Rawa croit fermement qu’aucune nation (et pays) ne peut recevoir la paix et le progrès comme un cadeau. Les peuples doivent se battre, construire la paix de leurs propres mains, pour avoir un lien fort avec elle.

Que se passera-t-il si les talibans prennent le pouvoir?

Ils sont déjà au pouvoir dans les principales régions du pays, mais tout est arrivé soudainement. Les gens sont encore en état de choc.
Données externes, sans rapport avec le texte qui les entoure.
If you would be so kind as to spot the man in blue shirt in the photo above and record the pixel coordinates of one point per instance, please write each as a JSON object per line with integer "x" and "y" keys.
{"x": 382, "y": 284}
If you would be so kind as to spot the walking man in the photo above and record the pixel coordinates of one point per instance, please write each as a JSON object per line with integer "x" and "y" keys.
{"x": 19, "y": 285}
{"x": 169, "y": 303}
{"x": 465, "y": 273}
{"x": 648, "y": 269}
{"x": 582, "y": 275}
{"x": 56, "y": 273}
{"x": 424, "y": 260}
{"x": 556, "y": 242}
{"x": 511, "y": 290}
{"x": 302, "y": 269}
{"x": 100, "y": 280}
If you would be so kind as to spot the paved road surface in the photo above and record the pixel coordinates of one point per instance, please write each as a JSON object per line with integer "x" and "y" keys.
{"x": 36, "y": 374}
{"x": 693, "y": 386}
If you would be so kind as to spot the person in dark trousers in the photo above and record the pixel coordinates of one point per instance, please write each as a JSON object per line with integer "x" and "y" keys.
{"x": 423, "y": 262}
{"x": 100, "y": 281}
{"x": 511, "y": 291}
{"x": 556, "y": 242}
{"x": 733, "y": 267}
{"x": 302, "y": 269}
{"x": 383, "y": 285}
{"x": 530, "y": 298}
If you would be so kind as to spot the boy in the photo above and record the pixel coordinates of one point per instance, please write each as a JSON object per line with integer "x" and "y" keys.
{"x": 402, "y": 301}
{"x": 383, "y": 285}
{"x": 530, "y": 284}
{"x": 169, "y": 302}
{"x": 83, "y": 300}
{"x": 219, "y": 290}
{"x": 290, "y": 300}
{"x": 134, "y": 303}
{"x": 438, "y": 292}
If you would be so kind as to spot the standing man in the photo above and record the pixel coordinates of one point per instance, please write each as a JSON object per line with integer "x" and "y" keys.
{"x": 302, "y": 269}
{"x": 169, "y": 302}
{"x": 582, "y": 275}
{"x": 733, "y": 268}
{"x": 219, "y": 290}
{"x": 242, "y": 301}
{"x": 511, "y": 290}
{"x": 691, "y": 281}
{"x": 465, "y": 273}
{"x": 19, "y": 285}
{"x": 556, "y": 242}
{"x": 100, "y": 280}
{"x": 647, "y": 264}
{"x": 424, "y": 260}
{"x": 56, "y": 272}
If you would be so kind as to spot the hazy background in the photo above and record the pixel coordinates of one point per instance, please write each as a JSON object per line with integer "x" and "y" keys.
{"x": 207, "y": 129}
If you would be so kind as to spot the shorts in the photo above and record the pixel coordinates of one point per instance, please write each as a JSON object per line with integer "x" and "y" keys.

Jusqu’à présent, ils ont agi différemment d’une région à l’autre: certaines zones sont encore contestées, sous le feu des combats, mais d’autres villes et frontières leur ont été remises sans résistance. Tôt ou tard, ils atteindront Kaboul et il sera difficile de prévoir ce qui se passera. Les talibans feront de leur mieux pour maintenir une image positive et différente cette fois-ci.

Ils tenteront également d’obtenir un soutien international. Ils peuvent organiser des «élections», mais il est impossible de cacher leur caractère misogyne, criminel et ambigu. Ces derniers jours, les gens ont été effrayés par leurs actes criminels et aucun Afghan ne peut oublier les horribles attentats perpétrés ces dernières années, tels que les attaques contre des écoles et des hôpitaux, les assassinats de journalistes, du personnel qui vaccine, de juges, de policiers, de médecins et les attentats suicides…

Même les femmes membres de la délégation des soi-disant pourparlers de paix à Doha, comme Fouzia Kofi, ont affirmé que les talibans avaient changé, mais les derniers jours ont montré le contraire. Les talibans attendent le bon moment pour arriver à Kaboul et créer leur Emirat islamique, qui appliquera la charia, la loi islamique, et s’immiscera dans tous les aspects de nos vies.

L’alternative est-elle de fuir?

Non, pas du tout. Nous trouverons un moyen de poursuivre notre lutte en fonction de la situation. Il est difficile de dire comment, mais nous poursuivrons certainement nos activités clandestines comme nous l’avons fait dans les années 1990 sous le régime des Talibans. Bien sûr, cela ne se fera pas sans risques et dangers, mais toute forme de résistance exige des sacrifices. (Article publié sur le site de l’Osservatorio Afghanistan le 14 août 2021; traduction par la rédaction de A l’Encontre)

Cristiano Tinazzi est un journaliste italien indépendant connu, spécialisé dans les pays du Moyen-Orient.